Take a deep breath. (Not too loud, anything sounding like a sob will alert those around you to weakness.) You’ll be just fine as long as you follow this guide.
Only talk about your blandest hobby
It should be a hobby you actually have so you can effortlessly talk about it, but it shouldn’t be interesting enough to make you stand out. Something sports-related is best, but woodworking, tutoring, knitting, or baking are all good non-political, approachable interests.
Women have the benefit of engaging in and talking about side-hustle parties like Scentsy, Pampered Chef, or Lulularu. Dudes need to fall back on stuff like golf or gruffly being fathers to children. How much anyone talks about drinking as a hobby depends on demographics and geography.
It doesn’t matter that this hobby isn’t your favorite thing. The point is you have something besides work to talk about that makes you seem like a human being to your co-workers. You’re not just the quiet person; you’re the quiet person who likes the Titans.
Use all the buzzwords
Synergy, impactful, high-level, etc. Feel free to use them incorrectly. No one will call you on it.
Speaking the corporate language will help you blend in and make it look like you belong there. These words depend on the company; “value-added” won’t fly the way “social experience” will at a marketing firm.
Part of this tip includes not using certain words like “dichotomy,” “conflate,” “onus,” or “disingenuous.” These words make you sound like the nerd that you are. Either find simpler words or simpler ideas.
A family-friendly cubicle
I’ve talked to you before about the importance of interior decoration and sending messages. Sure, you might have a Destiny poster you love, a sword you forged yourself, or a shrine to the Flying Spaghetti Monster, but these things don’t belong in your cubicle. They say too much about you, and are too different from the status quo.

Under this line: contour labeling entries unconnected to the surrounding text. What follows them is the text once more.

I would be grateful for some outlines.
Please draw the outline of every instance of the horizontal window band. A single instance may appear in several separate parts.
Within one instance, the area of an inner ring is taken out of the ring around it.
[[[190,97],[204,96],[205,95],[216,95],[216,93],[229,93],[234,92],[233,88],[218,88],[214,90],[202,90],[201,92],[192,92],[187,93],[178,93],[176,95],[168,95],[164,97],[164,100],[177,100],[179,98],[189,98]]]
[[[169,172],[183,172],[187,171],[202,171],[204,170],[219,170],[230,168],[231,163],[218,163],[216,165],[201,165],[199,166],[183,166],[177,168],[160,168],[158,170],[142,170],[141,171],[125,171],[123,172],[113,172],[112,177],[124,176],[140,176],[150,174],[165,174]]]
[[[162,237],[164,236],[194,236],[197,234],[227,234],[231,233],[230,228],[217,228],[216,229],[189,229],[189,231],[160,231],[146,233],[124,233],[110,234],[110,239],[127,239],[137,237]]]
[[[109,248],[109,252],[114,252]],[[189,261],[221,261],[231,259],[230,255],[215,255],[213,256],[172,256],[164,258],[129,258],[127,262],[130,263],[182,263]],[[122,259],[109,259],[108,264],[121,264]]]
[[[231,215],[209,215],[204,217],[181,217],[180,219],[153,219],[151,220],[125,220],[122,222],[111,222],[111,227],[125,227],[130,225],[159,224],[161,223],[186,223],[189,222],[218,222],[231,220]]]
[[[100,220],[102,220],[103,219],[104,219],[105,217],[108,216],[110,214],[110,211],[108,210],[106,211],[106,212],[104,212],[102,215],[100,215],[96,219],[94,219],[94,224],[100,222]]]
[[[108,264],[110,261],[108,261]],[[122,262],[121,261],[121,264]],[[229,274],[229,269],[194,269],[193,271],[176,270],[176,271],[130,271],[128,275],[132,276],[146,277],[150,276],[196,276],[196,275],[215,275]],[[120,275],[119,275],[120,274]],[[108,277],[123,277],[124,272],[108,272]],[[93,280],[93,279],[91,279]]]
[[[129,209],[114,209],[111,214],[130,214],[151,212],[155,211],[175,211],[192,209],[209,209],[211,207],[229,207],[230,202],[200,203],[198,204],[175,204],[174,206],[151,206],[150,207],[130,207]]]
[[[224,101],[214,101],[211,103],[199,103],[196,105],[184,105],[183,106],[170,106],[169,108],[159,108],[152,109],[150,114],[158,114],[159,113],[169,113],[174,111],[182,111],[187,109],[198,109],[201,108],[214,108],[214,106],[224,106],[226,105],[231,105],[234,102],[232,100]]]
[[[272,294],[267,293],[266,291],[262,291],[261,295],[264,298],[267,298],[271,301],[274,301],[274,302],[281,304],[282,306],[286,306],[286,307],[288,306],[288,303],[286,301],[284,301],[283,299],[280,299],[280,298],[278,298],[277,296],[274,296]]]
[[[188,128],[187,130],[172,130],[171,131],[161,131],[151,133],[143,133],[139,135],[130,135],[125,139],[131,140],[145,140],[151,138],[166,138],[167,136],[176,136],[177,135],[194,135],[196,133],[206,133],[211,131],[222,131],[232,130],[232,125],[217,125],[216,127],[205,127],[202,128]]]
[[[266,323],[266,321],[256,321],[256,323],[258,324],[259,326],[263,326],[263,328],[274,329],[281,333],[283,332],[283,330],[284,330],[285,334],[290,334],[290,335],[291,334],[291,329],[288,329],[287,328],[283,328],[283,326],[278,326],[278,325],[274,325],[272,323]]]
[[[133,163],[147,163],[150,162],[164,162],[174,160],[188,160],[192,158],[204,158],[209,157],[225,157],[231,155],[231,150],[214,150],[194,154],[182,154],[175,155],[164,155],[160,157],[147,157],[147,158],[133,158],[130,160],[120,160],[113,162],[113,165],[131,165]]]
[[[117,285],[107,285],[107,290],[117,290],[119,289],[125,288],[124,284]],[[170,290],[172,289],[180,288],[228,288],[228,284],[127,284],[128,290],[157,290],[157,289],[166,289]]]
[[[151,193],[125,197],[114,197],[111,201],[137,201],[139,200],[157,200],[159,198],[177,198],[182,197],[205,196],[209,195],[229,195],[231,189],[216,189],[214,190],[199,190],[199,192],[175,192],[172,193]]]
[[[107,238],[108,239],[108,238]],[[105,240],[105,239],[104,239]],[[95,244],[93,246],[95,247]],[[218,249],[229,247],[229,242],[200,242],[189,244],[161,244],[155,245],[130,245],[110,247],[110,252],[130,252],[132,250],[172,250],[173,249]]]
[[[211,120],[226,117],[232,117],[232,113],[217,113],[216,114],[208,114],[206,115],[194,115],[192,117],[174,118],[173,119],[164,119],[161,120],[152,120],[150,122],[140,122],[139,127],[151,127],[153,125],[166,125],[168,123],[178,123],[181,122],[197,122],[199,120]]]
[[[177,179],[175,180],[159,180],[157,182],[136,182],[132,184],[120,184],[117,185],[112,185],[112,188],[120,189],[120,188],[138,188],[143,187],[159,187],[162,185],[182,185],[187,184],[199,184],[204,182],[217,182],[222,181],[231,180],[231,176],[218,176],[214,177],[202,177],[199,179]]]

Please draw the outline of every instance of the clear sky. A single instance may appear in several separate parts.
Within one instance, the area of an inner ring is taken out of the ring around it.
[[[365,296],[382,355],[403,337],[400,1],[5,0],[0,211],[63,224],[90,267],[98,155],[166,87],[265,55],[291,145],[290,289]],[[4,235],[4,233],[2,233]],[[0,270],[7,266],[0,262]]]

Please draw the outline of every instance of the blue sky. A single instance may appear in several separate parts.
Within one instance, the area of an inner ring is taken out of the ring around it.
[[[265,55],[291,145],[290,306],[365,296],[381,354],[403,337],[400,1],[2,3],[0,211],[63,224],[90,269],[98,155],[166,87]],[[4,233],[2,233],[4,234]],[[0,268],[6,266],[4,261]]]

Decorate your space in a way to emphasize family, even if you’re on bad terms with them or don’t have one. Like the bland, but humanizing hobby, it will make you seem like a person, but without the risk of being different.
Socialize just enough
Attend social functions outside work when invited, but always leave early before everyone is sloshed. If necessary, lie that you have a dog to go let out. (Put a picture of your imaginary dog in your cubicle.)
People should get a general idea of who you are as a person, enough to like you, but not enough to ask you to pick them up from the airport or anything. You are establishing a certain amount of friendliness and (mis)placed trust, but not friendship.
Mixing friendship and work does not go well, because friendship requires vulnerability while corporate work requires you to be an asshole. Vulnerable assholes do not do well, dear reader.
Watch your back for the gleaming dagger of betrayal
Remember that Brutus was Caesar’s good friend, but that didn’t stop Brutus from stabbing the shit out him. Every interaction – casual greetings, lunchtime banter, happy hours, professional meetings – are Machiavellian machinations of gauging power, influence, and who needs to go. Keep your friends close and your enemies closer. If necessary, be ready to strike even those seemingly loyal to you.
The backstabber is always there. It’s just a matter if you can see them. Good luck!